Moving quickly by usual standards, W.R. Ribbans’ plans for a 120-bed asylum (the smallest of all Victorian County Asylums) were accepted by the Committee set in place to oversee its construction, and the Ipswich Borough Asylum opened in 1870. A fairly plain single-corridor plan building in red brick, with minor white brick dressing in a muted Italiante style, the admin block at the front centre sports a small doric portico, which leads into an entrance hall with ornate staircase, but there are none of the towers, turrets or cupolas that many County Asylums boasted, giving a friendlier and more human-scale appearance than almost any other such building. The admin block is not detached, so the two-storey wings, with male wards to the west and female to the east, present a single unified façade. Behind the admin block lies a dining room on the ground floor, with small recreation hall above. Single-storey male and female infirm wards lie at the back of the main building, where there are also separate male and female walled airing courts, which remain to this day. The infirm wards also had attached solariums, which also survive. The asylum had its own farms and gardens, and a large cricket pitch and croquet lawn were laid in 1878.
The first Medical Superintendent was a Dr Long, previously of the Stafford County Asylum (St George’s), and the asylum was also staffed by a Head Female Attendant (who also doubled as Housekeeper), a Head Male Attendant, along with 5 Male and 5 female Attendants – all lived within the asylum on their respective wards. They were joined by a cook, a porter, maids, a seamstress, a farm bailiff and artisans who in addition to maintaining the upkeep of the hospital were employed to instruct inmates in learning new skills. In its first decade, the Ipswich Borough Asylum took in 936 admissions, of whom 427 were discharged as “recovered” or “relieved”, with 262 dying in the asylum in that first decade. A typical dinner for inmates in 1871 consisted of 4oz meat, 12oz vegetables, 2oz bread, and half a pint of beer.
In the late 1890’s, an extra floor was added to most of the existing wards, leaving most of the building at three floors in total, while an extra floor was added to the infirm wards, bringing those to two storeys. This brought the asylum’s capacity up to 200. Although the exact date is not confirmed, the asylum proved ahead of its time by adopting the “mental hospital” (as opposed to asylum) suffix as early as 1908. A small detached chapel was added to the east of the site sometime c.1920.
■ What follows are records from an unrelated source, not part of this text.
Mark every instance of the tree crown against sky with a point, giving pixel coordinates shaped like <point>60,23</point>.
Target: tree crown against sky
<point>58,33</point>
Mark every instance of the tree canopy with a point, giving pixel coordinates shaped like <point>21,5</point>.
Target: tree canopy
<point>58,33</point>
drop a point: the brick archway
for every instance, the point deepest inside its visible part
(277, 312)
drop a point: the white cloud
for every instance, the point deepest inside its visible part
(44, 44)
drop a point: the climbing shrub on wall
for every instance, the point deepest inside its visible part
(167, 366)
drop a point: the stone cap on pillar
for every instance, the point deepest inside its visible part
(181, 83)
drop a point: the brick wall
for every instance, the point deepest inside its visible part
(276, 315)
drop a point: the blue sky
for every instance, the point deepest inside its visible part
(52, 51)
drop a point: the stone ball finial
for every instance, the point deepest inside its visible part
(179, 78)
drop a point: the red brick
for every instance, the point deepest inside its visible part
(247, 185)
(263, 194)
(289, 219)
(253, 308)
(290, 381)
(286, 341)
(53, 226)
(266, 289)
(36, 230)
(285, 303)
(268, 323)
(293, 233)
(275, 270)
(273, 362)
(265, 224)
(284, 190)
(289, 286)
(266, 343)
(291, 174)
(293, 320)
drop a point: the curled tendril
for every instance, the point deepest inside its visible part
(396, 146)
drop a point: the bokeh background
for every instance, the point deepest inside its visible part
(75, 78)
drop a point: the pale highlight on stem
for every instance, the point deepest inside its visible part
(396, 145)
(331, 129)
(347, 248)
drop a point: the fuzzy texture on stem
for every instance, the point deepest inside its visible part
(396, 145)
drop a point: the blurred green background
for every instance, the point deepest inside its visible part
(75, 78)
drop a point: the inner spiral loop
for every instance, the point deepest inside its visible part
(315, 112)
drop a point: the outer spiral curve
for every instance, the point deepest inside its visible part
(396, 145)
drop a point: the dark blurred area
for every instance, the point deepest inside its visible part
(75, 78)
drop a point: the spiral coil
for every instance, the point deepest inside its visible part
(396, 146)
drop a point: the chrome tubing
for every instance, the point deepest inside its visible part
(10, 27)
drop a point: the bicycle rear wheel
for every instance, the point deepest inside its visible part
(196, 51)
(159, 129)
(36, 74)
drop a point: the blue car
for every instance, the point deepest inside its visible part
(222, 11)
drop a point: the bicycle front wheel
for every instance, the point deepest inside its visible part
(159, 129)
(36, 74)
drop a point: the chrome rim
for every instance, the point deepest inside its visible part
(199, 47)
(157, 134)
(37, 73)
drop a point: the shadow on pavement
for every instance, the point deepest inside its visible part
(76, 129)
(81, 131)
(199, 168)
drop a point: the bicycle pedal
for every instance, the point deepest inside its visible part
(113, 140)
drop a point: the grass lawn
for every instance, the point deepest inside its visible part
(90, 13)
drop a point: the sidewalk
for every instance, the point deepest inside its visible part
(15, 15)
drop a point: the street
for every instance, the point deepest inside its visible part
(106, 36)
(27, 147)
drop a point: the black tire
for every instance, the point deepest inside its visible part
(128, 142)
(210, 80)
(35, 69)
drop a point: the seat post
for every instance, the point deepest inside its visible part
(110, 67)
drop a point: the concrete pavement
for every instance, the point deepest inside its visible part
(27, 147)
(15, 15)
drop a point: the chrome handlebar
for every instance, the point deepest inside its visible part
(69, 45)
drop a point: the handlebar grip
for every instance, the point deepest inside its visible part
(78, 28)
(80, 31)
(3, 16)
During the 1940’s, the asylum’s population peaked at around 420. The farm was closed down in the 1960’s in keeping with national thinking around the exploitation of patient labour, although the grounds were still used to grow vegetables on a small scale for therapeutic and OT purposes for many years on. In 1948 with incorporation into the NHS, the site became known as St Clement’s Hospital.
By 2002, the last in-patients had left St Clement’s, but the building continued to be used for NHS administrative purposes, much altering the internal appearance, with all former ward space (besides those in the empty former medium-secure unit and annexes) looking like typical office spaces.
Plans to redevelop the main building into luxury housing and build another 200 housing units on the grounds were on the table, then off, and as of September 2014, back on again and scheduled for 2016.